Jul 23, 2020 | 4 min read

Momenta's Take #9

Twilio Acquires Electric Imp: Merging Cloud Services with IoT

Recently, Twilio announced the acquisition of privately held Electric Imp. Electric Imp had raised over $40 million in funding and is a provider of hardware and software solutions for managing fleets of connected devices. Twilio came to prominence as a provider of communications APIs for Software as a Service apps, powering applications such as Uber and Lyft. Last year, Twilio posted over 60% revenue growth and this year the company is forecast to generate over $1.6 billion in revenues.  

 

The combination of cloud services platform and IoT management platform is not without precedent. LogMeIn acquired Pachube in 2011, creating the foundation for the Xively platform, which was sold to Google in 2015 for $50 million.

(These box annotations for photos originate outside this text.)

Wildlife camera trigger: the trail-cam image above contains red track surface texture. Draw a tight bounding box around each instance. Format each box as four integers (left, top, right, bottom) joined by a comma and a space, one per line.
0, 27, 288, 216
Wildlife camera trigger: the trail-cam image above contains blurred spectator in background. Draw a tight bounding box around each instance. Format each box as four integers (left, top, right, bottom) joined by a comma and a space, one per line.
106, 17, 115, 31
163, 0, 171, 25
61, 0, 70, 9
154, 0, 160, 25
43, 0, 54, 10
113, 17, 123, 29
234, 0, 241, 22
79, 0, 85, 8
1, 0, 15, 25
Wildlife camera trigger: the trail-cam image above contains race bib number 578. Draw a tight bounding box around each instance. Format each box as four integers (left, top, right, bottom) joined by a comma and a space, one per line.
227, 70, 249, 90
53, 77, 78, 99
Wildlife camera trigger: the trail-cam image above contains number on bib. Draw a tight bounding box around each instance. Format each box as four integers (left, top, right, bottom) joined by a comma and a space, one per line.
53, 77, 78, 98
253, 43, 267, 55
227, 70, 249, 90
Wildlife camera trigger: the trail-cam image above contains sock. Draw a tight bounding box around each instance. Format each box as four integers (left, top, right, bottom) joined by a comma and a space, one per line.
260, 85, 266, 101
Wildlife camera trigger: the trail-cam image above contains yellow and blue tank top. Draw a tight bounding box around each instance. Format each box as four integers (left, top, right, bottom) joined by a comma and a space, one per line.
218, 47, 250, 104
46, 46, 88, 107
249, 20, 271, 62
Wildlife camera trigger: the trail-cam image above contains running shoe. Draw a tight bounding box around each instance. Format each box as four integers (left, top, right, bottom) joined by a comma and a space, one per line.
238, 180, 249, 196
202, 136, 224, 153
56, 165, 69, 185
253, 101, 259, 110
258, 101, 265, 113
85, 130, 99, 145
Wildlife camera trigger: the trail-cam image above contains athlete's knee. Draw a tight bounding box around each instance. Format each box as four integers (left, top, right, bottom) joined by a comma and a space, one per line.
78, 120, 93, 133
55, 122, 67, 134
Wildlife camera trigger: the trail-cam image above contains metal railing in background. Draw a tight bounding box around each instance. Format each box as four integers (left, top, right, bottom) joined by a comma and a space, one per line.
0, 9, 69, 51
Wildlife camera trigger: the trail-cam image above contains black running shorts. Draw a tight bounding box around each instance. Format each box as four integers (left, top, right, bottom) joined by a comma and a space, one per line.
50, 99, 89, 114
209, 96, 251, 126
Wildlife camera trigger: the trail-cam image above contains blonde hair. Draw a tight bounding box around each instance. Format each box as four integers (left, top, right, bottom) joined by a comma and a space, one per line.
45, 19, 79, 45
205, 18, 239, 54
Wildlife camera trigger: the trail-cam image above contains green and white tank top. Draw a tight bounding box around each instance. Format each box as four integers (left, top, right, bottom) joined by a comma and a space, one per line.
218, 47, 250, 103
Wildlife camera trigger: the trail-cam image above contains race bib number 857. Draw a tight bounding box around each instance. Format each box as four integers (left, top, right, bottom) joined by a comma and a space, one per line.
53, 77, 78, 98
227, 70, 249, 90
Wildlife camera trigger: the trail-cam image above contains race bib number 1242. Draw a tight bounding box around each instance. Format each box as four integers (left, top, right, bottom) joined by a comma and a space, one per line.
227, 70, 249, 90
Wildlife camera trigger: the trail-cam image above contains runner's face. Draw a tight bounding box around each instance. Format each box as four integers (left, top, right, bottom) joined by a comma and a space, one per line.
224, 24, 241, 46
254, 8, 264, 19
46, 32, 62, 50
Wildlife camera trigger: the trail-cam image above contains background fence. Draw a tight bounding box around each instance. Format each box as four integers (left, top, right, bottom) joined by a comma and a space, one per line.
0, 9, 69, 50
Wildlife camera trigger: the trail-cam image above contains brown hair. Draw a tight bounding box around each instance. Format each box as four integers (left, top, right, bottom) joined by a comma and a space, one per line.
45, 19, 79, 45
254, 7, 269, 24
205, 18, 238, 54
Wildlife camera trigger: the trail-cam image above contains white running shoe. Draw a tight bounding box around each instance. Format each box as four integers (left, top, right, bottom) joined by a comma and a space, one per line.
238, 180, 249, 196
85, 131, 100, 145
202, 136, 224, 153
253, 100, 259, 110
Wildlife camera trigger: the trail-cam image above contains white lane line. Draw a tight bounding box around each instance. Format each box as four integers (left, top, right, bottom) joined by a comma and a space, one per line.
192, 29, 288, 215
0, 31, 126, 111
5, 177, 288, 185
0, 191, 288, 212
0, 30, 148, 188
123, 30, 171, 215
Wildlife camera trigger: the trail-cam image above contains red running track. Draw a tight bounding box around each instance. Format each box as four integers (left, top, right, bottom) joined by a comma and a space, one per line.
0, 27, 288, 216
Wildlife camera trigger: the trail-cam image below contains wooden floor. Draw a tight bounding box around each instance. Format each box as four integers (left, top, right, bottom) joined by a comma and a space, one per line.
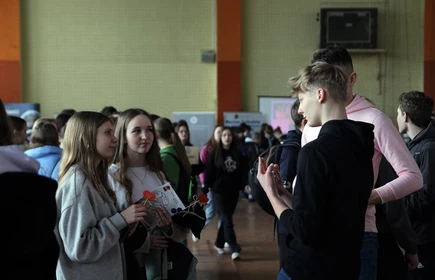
188, 198, 279, 280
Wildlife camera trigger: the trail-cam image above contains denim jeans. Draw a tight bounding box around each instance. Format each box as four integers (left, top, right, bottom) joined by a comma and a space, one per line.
204, 191, 221, 228
213, 193, 240, 253
359, 232, 378, 280
276, 268, 292, 280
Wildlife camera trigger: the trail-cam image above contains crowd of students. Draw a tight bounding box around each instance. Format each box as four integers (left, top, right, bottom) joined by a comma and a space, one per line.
0, 44, 435, 280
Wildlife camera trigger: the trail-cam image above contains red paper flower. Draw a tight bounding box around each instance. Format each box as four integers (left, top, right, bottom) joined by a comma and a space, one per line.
143, 190, 156, 200
198, 193, 208, 204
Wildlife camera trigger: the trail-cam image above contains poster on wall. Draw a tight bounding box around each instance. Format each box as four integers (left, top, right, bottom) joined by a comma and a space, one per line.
258, 96, 296, 133
172, 112, 216, 148
5, 103, 41, 135
224, 112, 265, 132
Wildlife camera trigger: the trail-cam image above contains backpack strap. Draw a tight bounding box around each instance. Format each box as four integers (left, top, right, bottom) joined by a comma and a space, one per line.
414, 139, 435, 167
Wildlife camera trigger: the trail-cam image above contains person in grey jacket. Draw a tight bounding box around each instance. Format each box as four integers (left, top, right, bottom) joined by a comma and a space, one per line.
55, 112, 146, 280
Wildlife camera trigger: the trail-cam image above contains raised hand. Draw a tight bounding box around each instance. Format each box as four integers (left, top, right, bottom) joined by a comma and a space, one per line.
257, 158, 282, 197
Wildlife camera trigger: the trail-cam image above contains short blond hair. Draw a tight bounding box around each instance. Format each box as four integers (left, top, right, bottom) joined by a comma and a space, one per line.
288, 61, 347, 102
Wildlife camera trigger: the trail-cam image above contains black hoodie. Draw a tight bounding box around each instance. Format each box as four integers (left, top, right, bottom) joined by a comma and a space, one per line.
280, 120, 374, 280
405, 122, 435, 245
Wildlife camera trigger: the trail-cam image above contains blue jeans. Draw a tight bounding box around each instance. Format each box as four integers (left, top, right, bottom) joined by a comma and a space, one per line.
359, 232, 378, 280
204, 191, 221, 228
276, 268, 292, 280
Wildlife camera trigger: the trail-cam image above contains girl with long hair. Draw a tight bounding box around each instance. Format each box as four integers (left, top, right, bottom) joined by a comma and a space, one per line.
55, 112, 146, 280
192, 124, 223, 242
25, 119, 62, 181
205, 127, 247, 260
154, 118, 194, 205
109, 109, 189, 279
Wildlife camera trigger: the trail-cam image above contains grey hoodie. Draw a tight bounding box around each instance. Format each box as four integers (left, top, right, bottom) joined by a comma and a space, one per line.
0, 145, 39, 174
55, 166, 127, 280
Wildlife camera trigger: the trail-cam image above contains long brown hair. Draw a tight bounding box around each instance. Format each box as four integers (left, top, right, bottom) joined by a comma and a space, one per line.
58, 111, 116, 203
29, 121, 59, 149
154, 118, 192, 176
205, 124, 223, 151
0, 99, 12, 146
111, 109, 165, 204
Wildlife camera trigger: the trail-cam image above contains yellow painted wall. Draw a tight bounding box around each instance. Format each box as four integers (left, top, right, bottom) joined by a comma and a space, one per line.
21, 0, 424, 121
242, 0, 424, 118
21, 0, 216, 118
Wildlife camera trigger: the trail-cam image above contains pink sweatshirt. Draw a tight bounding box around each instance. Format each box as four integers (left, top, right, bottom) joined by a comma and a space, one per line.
302, 95, 423, 232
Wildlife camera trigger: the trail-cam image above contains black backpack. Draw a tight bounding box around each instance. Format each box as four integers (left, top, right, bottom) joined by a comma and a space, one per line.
248, 142, 301, 217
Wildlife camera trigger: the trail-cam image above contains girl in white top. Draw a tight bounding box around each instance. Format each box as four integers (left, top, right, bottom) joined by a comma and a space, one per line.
109, 109, 189, 279
55, 112, 146, 280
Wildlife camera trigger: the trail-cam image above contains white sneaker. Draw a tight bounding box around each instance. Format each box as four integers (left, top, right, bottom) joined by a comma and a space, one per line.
214, 246, 225, 255
231, 252, 240, 261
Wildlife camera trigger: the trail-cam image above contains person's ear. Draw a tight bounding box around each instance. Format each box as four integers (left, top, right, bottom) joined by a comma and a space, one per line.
316, 88, 326, 103
349, 72, 358, 87
402, 112, 409, 123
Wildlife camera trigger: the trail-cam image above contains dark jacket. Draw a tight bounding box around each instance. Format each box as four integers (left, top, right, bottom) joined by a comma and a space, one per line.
0, 172, 59, 279
279, 120, 374, 280
204, 149, 248, 194
276, 128, 302, 234
375, 157, 417, 254
405, 122, 435, 245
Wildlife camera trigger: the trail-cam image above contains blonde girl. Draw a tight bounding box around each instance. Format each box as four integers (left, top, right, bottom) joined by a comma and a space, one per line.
55, 112, 146, 280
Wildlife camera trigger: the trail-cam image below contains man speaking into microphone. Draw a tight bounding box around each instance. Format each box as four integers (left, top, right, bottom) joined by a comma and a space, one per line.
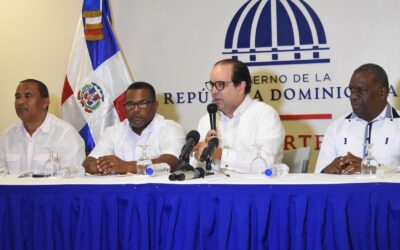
191, 59, 285, 173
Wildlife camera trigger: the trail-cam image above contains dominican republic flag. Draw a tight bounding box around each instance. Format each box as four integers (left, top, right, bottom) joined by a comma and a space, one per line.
61, 0, 132, 153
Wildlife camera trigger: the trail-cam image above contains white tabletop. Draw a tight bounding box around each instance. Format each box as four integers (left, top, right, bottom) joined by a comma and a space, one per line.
0, 174, 400, 185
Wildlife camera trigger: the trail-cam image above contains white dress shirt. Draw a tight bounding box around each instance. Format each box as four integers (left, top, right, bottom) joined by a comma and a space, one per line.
0, 113, 85, 174
89, 114, 185, 161
315, 104, 400, 173
191, 96, 285, 173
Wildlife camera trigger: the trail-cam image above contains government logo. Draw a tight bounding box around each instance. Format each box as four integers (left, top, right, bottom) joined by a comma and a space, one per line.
222, 0, 330, 66
78, 82, 104, 113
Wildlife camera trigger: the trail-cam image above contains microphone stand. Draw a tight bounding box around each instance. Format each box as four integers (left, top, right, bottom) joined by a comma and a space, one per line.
205, 157, 214, 176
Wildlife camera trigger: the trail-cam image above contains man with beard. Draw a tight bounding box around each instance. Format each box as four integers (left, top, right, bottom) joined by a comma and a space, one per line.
0, 79, 85, 174
83, 82, 185, 174
192, 59, 285, 173
315, 64, 400, 174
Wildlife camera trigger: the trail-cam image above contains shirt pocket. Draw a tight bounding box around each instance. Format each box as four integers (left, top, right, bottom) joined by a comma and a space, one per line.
32, 154, 50, 173
6, 154, 23, 174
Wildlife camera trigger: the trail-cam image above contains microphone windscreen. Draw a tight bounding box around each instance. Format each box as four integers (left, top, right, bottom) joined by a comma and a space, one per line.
207, 103, 218, 114
186, 130, 200, 144
208, 137, 219, 147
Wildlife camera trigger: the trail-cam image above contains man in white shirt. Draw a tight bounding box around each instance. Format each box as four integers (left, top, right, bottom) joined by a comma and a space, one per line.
0, 79, 85, 174
315, 64, 400, 174
83, 82, 185, 174
191, 59, 285, 173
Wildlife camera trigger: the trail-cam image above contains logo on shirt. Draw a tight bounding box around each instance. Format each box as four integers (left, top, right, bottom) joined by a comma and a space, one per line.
222, 0, 330, 66
78, 82, 104, 113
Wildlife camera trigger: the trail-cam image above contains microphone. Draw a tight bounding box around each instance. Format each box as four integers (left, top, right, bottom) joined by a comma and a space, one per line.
179, 130, 200, 161
200, 137, 219, 161
207, 103, 218, 130
175, 168, 206, 181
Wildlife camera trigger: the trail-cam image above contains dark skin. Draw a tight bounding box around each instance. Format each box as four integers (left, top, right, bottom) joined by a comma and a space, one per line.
15, 82, 50, 135
82, 89, 178, 174
322, 72, 388, 174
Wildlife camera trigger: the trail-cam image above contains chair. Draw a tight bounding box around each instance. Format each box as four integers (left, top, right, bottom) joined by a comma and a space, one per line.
282, 147, 311, 173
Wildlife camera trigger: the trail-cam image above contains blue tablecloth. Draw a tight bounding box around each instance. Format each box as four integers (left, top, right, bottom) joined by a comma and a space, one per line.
0, 183, 400, 249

At the time, the combination of LogMeIn’s remote device management capabilities with the Xively IoT platform offered the promise of extending remote management beyond mobile phones and PCs to other connected devices such as lighting, building systems and other devices. Amazon’s acquisition of 2lemetry in 2015 sought to expand AWS services to IoT controls, and the company has organically expanded its IoT management platform significantly, acquiring the Ring smart camera and doorbell technologies while enhancing its Alexa devices for smart home. 

 

Microsoft’s Azure IoT services provide a full suite of developer tools, backend services and a broad range of hardware partners as well. Google has had mixed success with its Nest acquisition, with leading developers departing the company, while Samsung has faced technological and market challenges following its acquisition of SmartThings. Overall, the track record of cloud companies acquiring IoT platforms has been mixed at best – opening up opportunities for additional players to enter the market.

 

Notably, Twilio’s CEO and Co-founder Jeff Lawson commented “..The IoT industry doesn’t seem to attract innovation at the same rate as software. One possible reason is that experimentation — real experimentation — that is, testing real business models in the wild — remains difficult. By democratizing access to cellular IoT connectivity, we’ve been able to help move things along, but many of the hardest infrastructure problems remain unsolved. With the Electric Imp acquisition, we gain the team and technology needed to make a bigger dent in the problems facing future IoT developers.”

 

Twilio approaches IoT from a different angle – as a cloud-based communications services API provider. The company does not sell applications directly, rather its APIs power a broad range of applications developed by its clients – these can include auto agent response, SMS to email, support chatbots, anonymous conversations (for example allowing Uber drivers to call their passengers without revealing either’s name or phone number), browser based calling, phone verification and other capabilities. The company has expanded its offerings from SaaS APIs more broadly into call center enablement and other capabilities, and with the acquisition of Electric Imp the company can go to market with combined hardware, software and services that clients can use to develop applications. It’s too early to tell whether this acquisition will fare better than some its IoT platform predecessors, but given both Twilo and Electric Imp have the benefit of more mature cloud platforms and technologies (and large and growing user bases) there’s reason to believe the combination could create a significant player in Digital Business application development.